There are those that agree with you, that the video raises more questions regarding Barron. Of course there are those who believe you are attacking Barron in this light and wanting to label him – amongst other things.
Personally, as I think you have discovered, the diversity that is not only our society – but that of the Autism community.
I read your follow up defensive stance – https://www.rosie.com/what-we-see-and-why/, and discovered to my surprise that you are in fact, an Autism Mom.
Allow me to formally welcome you to the diverse and incredibly vocal Autism community.
As you may have discovered, our community is full of those who are verbal and non-verbal, parents and caregivers… and the list goes on. Whether anyone likes it or not, you are now among that list of Parents trying to share a perspective many of us have been sharing for years, yet with little progress. After all, it’s hard to share about our journey with autism when we’re just trying to learn about it ourselves.
I won’t apologize for anyone’s behavior, nor will I say that your actions need defending. I’ve seen you be more vocal over other issues and come out just fine.
My concern, as with all things associated with Autism, is the fact that Barron’s privacy is no longer something he can take for granted. Not just because of his Father, but because now there is a potential label that people may now believe he is on the Spectrum. The fact that someone openly brought up a question of this matter, does cast a very big light upon Barron for quite some time.
Would it be a good thing for the community if the incoming first family is actually an Autism family? Who knows?
But…What if Barron isn’t Autistic? Could he go the rest of his life with people believing he is?

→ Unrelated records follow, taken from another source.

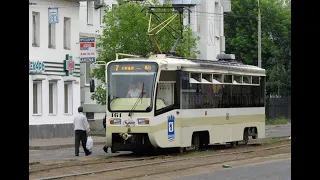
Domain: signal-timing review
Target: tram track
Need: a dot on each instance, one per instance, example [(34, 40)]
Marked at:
[(121, 158), (169, 160)]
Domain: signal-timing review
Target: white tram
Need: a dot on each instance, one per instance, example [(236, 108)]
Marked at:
[(170, 102)]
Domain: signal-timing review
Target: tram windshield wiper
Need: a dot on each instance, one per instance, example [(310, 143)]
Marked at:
[(139, 98)]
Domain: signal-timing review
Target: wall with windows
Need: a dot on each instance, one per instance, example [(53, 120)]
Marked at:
[(52, 101), (54, 96), (91, 25), (53, 42)]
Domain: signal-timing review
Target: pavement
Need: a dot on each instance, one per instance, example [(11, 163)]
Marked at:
[(63, 148), (58, 143), (283, 130), (273, 170)]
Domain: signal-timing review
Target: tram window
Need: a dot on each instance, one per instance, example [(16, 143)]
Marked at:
[(255, 79), (196, 76), (236, 96), (217, 77), (255, 96), (227, 79), (245, 96), (247, 79), (237, 79)]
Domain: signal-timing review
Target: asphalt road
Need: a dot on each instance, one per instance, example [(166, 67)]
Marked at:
[(37, 155), (274, 170)]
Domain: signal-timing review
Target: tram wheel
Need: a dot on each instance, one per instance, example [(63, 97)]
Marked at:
[(196, 141), (245, 137)]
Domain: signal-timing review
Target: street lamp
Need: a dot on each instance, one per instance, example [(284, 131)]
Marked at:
[(259, 35)]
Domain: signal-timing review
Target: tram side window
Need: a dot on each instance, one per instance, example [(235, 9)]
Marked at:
[(226, 96)]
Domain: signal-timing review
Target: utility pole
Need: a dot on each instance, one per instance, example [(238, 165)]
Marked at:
[(259, 35)]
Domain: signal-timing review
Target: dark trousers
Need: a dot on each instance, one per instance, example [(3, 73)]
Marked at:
[(80, 136)]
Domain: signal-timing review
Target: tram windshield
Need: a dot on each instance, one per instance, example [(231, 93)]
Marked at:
[(131, 86)]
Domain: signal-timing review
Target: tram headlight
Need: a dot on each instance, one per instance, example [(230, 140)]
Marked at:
[(115, 121), (143, 121)]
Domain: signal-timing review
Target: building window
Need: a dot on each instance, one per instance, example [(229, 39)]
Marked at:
[(53, 97), (218, 22), (102, 13), (37, 99), (67, 33), (114, 6), (90, 115), (68, 98), (52, 36), (35, 29), (90, 7), (87, 73)]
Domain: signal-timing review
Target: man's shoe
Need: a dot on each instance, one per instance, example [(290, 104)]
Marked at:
[(105, 149)]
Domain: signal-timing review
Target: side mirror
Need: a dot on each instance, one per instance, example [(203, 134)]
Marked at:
[(92, 87)]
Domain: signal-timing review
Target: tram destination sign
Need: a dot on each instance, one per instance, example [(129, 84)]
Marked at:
[(133, 67)]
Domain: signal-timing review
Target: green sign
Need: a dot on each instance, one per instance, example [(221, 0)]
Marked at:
[(36, 67), (68, 65)]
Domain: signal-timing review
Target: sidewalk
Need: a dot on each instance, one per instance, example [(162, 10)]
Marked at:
[(58, 143)]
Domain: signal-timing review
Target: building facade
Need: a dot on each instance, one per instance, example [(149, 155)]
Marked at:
[(91, 25), (59, 83), (54, 70), (205, 20)]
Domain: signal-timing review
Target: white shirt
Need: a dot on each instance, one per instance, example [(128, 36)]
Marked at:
[(80, 122), (134, 93)]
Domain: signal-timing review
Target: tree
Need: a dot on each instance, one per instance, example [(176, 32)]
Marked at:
[(241, 28), (126, 32)]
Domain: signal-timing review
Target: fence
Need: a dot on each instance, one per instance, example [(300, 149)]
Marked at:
[(278, 108)]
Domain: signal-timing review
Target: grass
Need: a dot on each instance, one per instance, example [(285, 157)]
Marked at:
[(274, 140), (277, 121), (265, 141)]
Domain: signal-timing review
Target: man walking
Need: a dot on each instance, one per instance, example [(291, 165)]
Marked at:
[(81, 128)]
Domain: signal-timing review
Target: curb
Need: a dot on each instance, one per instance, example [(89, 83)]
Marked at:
[(58, 146)]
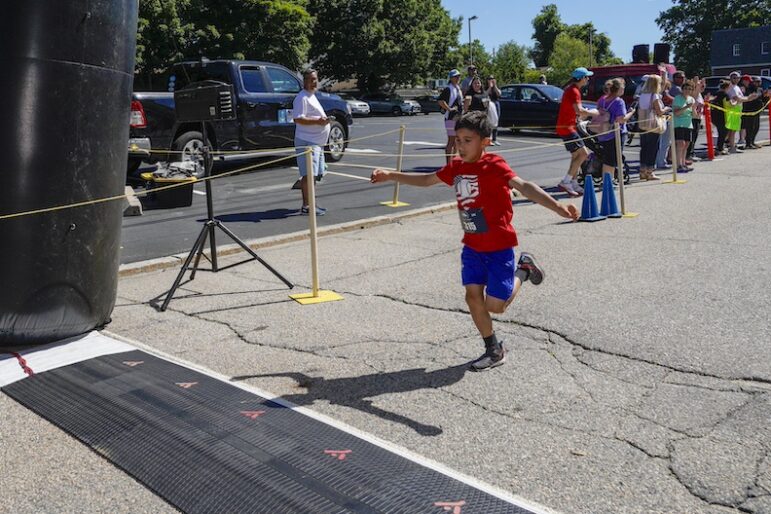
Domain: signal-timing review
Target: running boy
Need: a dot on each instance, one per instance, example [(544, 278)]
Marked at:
[(483, 184)]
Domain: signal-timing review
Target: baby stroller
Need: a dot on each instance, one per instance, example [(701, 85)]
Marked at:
[(593, 165)]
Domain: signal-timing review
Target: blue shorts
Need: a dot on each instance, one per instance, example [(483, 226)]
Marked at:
[(492, 269), (317, 157)]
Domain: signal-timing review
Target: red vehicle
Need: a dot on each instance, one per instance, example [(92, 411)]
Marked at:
[(631, 73)]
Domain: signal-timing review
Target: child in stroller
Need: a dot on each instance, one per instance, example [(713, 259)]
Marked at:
[(593, 165)]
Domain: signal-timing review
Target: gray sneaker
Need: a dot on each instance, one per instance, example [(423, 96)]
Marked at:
[(536, 273), (493, 357)]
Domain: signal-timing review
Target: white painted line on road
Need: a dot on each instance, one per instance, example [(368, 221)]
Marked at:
[(535, 508), (362, 150)]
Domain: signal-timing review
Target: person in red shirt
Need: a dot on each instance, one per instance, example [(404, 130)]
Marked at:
[(570, 109), (483, 183)]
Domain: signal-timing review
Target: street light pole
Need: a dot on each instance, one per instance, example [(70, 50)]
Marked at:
[(470, 48)]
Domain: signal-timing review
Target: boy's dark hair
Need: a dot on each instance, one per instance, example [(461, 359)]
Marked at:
[(475, 121)]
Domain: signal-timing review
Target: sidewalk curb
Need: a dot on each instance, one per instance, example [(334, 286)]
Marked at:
[(172, 261)]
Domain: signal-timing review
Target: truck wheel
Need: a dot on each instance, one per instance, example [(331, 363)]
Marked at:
[(190, 144), (336, 146)]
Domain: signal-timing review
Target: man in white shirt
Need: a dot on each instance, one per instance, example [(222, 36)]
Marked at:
[(311, 131)]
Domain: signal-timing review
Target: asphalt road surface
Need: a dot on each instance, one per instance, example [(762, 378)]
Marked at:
[(260, 203)]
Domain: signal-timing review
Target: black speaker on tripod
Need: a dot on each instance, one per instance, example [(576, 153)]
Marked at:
[(661, 53), (205, 102), (641, 53)]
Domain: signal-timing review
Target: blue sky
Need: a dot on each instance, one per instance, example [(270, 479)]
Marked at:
[(500, 21)]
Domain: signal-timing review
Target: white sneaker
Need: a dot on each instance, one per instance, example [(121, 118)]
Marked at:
[(577, 187), (568, 188)]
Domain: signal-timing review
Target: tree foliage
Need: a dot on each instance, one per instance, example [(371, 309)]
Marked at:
[(569, 53), (509, 63), (547, 25), (172, 30), (382, 41), (688, 27)]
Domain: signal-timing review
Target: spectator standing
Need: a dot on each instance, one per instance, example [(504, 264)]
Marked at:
[(682, 109), (471, 73), (698, 112), (751, 117), (570, 109), (451, 101), (734, 111), (495, 96), (665, 139), (650, 101), (614, 105), (311, 131)]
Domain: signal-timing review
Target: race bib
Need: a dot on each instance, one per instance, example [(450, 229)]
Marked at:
[(473, 221)]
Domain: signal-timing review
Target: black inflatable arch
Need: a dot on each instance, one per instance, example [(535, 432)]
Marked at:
[(66, 73)]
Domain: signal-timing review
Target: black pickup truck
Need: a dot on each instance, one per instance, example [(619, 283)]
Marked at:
[(264, 95)]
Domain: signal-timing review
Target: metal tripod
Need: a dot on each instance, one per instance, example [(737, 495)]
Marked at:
[(207, 231)]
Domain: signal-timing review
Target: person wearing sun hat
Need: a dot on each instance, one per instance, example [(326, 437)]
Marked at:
[(451, 102), (570, 109)]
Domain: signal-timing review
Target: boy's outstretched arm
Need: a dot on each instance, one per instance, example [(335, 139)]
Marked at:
[(532, 192), (411, 179)]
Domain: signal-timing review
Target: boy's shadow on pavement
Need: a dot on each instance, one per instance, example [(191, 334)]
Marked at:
[(355, 392)]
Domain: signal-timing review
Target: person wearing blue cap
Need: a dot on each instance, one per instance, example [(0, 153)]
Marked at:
[(570, 109), (451, 102)]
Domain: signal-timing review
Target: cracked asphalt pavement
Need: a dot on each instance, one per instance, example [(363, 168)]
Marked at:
[(638, 378)]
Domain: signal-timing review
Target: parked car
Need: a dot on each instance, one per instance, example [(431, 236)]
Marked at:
[(264, 93), (390, 103), (358, 107), (428, 103), (531, 106)]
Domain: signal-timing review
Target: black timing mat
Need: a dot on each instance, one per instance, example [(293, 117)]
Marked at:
[(207, 446)]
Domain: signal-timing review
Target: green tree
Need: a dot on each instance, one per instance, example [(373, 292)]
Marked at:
[(688, 27), (569, 53), (380, 42), (547, 25), (509, 63)]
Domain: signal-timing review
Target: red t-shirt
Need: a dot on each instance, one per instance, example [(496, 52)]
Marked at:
[(484, 201), (566, 120)]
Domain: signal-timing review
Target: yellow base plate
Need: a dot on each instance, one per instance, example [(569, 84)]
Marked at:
[(309, 299)]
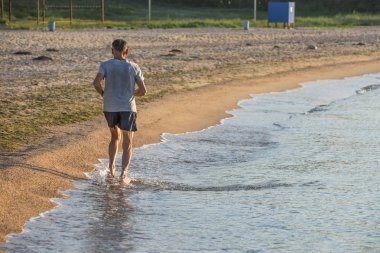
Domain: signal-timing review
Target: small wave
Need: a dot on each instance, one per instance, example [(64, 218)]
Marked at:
[(368, 88), (168, 186), (319, 108)]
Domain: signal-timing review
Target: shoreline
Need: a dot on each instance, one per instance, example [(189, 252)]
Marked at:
[(65, 155)]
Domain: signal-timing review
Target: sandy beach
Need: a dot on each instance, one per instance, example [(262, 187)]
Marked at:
[(193, 77)]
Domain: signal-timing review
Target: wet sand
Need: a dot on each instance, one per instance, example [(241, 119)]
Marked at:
[(209, 77)]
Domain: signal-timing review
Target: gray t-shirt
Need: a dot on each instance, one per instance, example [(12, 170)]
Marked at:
[(121, 77)]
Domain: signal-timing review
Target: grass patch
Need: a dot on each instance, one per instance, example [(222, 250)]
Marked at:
[(27, 117), (340, 20), (348, 20)]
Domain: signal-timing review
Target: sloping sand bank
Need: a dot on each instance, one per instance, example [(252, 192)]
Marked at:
[(29, 177)]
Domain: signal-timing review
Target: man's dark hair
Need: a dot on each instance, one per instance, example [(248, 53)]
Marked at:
[(119, 45)]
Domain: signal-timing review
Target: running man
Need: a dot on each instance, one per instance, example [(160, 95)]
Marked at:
[(123, 82)]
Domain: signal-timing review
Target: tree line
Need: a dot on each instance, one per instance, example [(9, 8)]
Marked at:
[(336, 6)]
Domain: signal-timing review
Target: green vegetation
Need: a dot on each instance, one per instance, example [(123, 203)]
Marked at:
[(133, 14), (24, 118)]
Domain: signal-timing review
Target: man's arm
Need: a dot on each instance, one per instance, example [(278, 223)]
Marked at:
[(141, 89), (98, 84)]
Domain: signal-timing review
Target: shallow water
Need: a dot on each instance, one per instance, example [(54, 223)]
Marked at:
[(295, 171)]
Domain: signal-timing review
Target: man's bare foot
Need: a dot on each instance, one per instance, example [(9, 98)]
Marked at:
[(124, 179), (111, 173)]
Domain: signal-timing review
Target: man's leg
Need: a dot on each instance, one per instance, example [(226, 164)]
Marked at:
[(127, 153), (112, 149)]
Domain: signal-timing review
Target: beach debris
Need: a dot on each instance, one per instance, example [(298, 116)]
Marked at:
[(52, 50), (34, 82), (43, 58), (368, 88), (176, 51), (168, 55), (23, 53)]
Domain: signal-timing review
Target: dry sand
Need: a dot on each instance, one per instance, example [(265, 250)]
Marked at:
[(213, 71)]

As you expressed, we are all human. We all do, in fact, make mistakes.
You’re new to the subject of Autism, and a new Autism parent.
Be grateful that you learned of Dakota’s diagnosis at 3 1/2. It took us, and many others, well over four years (some well into decades) to get a formal diagnosis… and my son was essentially non-verbal. We did not have the luxury of obtaining an early diagnosis, as many of us had to fight with doctors, speech therapists and other professionals to get the services we need to just get us to the point where we are now at.
You are in a position to address these concerns because of your celebrity status. However, the choice is always yours on how you would like to share your journey – and that of your experience being an Autism Mom. It is good that you were able to obtain a diagnosis, now the real daily work begins – and I hope in time that we all can work together to benefit the community at large.
I invite you to join Autisable and share your journey, to ask the tough questions you may come across in the coming years. I’d be happy to include your blog among our long list of syndicated bloggers and non-profits. Not only does the Autism community need a voice such as yours, the reality is you need to hear more from the Autism community. After all, you are pretty new to this side of things as an Autism parent.
Sometimes we parents need a reminder of when we first started our Autism Journey, and new parents need to hear the wisdom of those that have been around awhile. We’re all passionate about our children and can be defensive and/or combative at anytime. We are in a constant battle advocating for those that we so dearly love.
Thank you for taking a few moments to read this, it is appreciated. I hope that you have the opportunity to read this, and look forward to your response.